B _MAX ) in a mobile communication system.

According to the first aspect of the present invention, the same area is covered by a base station having a large transmission power and a base station having a small transmission power. By making the communication speed smaller than the maximum communicable speed of the small base station, it is possible to provide a zone configuration in which the mobile device in high-speed data communication can be downsized.

According to a second aspect of the present invention, there is provided a radio access system in a mobile communication system having a cell configuration constituted by the cell configuration method according to the first aspect, wherein the mobile unit is adapted to operate in accordance with a communication speed U of the mobile unit. As a communicating base station,
A radio access method characterized in that one of a base station having a large transmission power and a base station having a small transmission power is selected.

According to the second aspect of the present invention, when the communication speed of the mobile station is high, the base station or the mobile station selects a base station having a low transmission power so that the transmission power of the mobile station is low. The communication can reduce the size of the mobile device in high-speed data communication. According to a third aspect of the present invention, in the radio access system in the mobile communication system having the cell configuration configured by the cell configuration method according to the first aspect, each base station broadcasts transmission power to a mobile device, and The wireless access device calculates a distance to each base station from the broadcasted transmission power and the broadcasted reception power of the received signal from the base station, and selects and communicates with the nearest base station.
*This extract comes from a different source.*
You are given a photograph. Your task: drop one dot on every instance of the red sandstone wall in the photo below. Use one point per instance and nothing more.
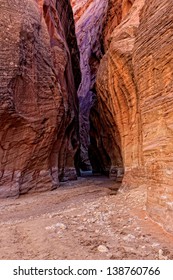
(38, 103)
It is a method.

According to the third aspect of the present invention, the mobile device includes:
From the reported transmission power and the received power of the received signal from the notified base station, the distance to each base station is calculated, and the closest base station is selected and communicated, so that the The size can be reduced. According to a fourth aspect of the present invention, in the radio access system in a mobile communication system having a cell configuration configured according to the cell configuration method of the first aspect, each base station broadcasts transmission power to a mobile station, and The device calculates the transmission power when transmitting to each base station from the reported transmission power and the received power of the received signal from the reported base station, and selects and communicates with the base station with the lowest transmission power. This is a wireless access method characterized by the following.

According to the fourth aspect of the present invention, the mobile device includes:
From the reported transmission power and the received power of the received signal from the reported base station, calculate the transmission power when transmitting to each base station, and select and communicate with the lowest transmission power base station. The size of the mobile device in high-speed data communication can be reduced. According to a fifth aspect of the present invention, there is provided a mobile station in a mobile communication system having a cell configuration configured by the cell configuration method according to the first aspect, wherein the mobile station communicates according to a communication speed of the mobile station. A mobile station in a mobile communication system, wherein one of the base station having the higher transmission power and the base station having the lower transmission power is selected.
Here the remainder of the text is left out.